The WWDC25: Explore large language models on Apple silicon with MLX video talks about using your own data to fine-tune a large language model. But the video doesn't explain what kind of data can be used. The video just shows the command to use and how to point to the data folder. Can I use PDFs, Word documents, Markdown files to train the model? Are there any code examples on GitHub that demonstrate how to do this?
Data used for MLX fine-tuning
The process is explained here: https://github.com/ml-explore/mlx-examples/tree/main/lora#Custom-Data
and examples of the json files are here: https://github.com/ml-explore/mlx-examples/tree/main/lora/data
Note the specific format. Imagine how much work is required to create these files. Not an easy feat. But then that's why scaleAI exists - to put the global south (Venezuela and Chile for example) to work for $5 a day doing this work remotely. This is the dark underbelly of deep learning, along with the existential threat of global warming from its exponentially increasing energy requirement.
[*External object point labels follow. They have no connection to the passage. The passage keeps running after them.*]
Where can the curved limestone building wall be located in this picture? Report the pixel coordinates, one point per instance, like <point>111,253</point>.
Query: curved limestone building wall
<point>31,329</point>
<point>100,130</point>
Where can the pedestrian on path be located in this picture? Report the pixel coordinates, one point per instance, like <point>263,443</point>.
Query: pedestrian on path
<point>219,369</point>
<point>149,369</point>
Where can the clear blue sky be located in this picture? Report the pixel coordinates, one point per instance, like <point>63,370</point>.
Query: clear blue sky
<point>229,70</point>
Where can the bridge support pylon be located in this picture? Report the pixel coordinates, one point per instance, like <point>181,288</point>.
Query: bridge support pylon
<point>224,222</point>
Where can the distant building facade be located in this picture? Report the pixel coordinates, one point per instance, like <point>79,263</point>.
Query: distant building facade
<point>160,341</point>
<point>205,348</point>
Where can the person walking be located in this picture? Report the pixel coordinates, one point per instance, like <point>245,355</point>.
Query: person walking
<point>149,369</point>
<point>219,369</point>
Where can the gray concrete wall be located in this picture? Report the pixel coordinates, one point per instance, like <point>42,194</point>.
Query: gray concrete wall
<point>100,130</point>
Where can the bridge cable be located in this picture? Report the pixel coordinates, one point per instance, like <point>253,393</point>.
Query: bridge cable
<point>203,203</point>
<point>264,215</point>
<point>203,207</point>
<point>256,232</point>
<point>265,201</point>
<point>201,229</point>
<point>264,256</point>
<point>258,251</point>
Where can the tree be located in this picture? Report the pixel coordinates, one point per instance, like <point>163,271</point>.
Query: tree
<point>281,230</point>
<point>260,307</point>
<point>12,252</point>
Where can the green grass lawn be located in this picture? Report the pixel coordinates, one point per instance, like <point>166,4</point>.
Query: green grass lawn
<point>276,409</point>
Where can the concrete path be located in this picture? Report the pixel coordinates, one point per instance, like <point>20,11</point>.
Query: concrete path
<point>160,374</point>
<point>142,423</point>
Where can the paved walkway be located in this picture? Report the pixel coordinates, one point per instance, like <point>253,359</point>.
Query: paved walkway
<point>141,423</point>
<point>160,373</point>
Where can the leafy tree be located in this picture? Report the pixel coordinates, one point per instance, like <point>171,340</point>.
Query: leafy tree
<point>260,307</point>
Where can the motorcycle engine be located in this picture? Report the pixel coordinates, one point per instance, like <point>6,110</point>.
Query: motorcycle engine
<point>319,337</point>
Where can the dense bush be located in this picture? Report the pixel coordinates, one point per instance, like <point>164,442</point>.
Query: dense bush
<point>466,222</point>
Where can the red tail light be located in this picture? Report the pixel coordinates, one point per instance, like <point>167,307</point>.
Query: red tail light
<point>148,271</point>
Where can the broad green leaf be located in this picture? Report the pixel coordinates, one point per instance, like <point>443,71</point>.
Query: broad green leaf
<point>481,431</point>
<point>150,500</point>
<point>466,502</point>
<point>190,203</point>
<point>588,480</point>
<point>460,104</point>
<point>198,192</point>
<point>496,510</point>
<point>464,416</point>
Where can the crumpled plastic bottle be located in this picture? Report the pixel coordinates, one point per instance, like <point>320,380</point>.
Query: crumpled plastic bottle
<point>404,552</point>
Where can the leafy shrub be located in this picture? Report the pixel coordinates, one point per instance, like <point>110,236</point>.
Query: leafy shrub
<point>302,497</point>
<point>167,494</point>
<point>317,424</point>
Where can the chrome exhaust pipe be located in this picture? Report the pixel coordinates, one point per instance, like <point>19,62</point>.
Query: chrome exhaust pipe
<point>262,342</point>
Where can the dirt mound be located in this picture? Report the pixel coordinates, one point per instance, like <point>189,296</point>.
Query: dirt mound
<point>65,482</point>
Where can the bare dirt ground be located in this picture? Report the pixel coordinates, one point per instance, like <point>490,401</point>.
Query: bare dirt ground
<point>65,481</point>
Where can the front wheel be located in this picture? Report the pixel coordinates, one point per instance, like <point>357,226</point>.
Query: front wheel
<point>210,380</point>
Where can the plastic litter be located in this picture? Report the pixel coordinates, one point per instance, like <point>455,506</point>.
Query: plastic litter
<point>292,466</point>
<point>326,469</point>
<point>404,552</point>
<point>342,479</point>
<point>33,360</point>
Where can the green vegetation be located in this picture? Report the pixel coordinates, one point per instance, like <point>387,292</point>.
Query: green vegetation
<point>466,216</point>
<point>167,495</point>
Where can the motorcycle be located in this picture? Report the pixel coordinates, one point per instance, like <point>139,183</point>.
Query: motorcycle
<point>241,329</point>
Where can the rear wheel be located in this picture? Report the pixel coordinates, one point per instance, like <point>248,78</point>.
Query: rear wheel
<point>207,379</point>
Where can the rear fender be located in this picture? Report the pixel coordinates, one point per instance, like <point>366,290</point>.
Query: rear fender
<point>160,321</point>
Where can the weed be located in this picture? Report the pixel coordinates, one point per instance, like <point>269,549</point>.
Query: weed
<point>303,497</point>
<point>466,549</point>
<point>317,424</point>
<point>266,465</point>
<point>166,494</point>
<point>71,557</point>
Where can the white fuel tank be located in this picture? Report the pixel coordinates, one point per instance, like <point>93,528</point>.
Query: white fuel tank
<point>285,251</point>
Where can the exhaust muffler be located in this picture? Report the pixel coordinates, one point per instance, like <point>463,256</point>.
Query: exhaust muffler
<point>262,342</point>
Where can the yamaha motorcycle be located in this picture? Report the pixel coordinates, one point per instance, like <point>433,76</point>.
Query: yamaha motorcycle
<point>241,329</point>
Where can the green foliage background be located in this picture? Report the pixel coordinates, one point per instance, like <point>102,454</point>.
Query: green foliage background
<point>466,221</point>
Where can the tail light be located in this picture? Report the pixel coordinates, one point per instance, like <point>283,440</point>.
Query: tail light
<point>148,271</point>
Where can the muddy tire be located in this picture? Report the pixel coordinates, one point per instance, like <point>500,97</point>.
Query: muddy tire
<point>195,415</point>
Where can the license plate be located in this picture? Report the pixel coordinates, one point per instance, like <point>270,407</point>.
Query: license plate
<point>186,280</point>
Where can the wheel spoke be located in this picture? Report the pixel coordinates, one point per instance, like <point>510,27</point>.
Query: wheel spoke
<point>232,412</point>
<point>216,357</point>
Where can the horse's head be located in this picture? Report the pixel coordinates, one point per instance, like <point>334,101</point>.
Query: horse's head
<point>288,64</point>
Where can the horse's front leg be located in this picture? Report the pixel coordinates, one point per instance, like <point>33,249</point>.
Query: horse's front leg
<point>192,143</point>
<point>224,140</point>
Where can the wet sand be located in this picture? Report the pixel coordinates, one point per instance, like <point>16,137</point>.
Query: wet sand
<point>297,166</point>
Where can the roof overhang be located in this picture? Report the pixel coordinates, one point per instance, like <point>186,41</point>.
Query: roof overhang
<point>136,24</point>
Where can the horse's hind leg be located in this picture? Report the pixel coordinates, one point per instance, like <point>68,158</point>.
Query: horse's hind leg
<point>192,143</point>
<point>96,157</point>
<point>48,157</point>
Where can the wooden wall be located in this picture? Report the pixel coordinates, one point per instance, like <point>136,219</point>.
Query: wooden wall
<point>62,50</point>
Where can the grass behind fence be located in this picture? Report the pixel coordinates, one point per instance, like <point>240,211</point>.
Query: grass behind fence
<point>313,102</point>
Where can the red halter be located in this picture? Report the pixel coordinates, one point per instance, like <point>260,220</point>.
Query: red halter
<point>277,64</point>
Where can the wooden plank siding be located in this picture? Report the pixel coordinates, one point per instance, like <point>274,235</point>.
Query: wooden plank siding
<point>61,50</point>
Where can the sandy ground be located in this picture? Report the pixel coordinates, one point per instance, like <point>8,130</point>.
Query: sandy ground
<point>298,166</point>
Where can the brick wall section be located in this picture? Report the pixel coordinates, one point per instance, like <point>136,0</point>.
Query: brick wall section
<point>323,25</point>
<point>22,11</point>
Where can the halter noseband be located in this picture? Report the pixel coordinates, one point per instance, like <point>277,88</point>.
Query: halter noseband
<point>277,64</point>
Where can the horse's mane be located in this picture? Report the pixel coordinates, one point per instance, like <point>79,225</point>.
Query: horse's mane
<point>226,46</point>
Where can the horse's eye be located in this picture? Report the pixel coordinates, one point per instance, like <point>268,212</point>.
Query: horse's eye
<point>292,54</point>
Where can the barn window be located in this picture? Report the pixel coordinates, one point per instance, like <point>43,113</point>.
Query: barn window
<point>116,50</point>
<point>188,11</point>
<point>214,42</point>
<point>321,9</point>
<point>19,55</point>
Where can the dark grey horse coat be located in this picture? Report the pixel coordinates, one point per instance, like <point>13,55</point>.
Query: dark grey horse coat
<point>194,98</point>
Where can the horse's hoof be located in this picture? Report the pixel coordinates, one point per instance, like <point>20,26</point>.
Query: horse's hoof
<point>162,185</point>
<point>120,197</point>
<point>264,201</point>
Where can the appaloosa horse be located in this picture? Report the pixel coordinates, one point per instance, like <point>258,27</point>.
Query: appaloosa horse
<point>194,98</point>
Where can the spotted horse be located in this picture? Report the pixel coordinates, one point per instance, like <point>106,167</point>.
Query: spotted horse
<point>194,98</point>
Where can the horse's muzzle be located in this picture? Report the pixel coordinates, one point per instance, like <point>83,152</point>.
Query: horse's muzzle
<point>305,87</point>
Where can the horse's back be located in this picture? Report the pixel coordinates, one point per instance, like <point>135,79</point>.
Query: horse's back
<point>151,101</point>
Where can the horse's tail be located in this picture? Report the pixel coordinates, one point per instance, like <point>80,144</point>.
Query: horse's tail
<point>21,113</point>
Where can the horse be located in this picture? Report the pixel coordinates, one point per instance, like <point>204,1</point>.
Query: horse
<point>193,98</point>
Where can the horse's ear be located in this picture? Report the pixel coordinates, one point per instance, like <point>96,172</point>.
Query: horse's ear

The github explains the format fairly well. I've added info from my eBook content after saving the Pages version as plain text. I created the train.json file by breaking the text file into lines an added '{"text": "My text info"}' around each line My text info. I fudged the valid.json file by including a small part of the train.json. The biggest problem was finding special characters in my original that weren't json compatible (e.g. tab character). This was just for adding 'text' content to the model using LoRa.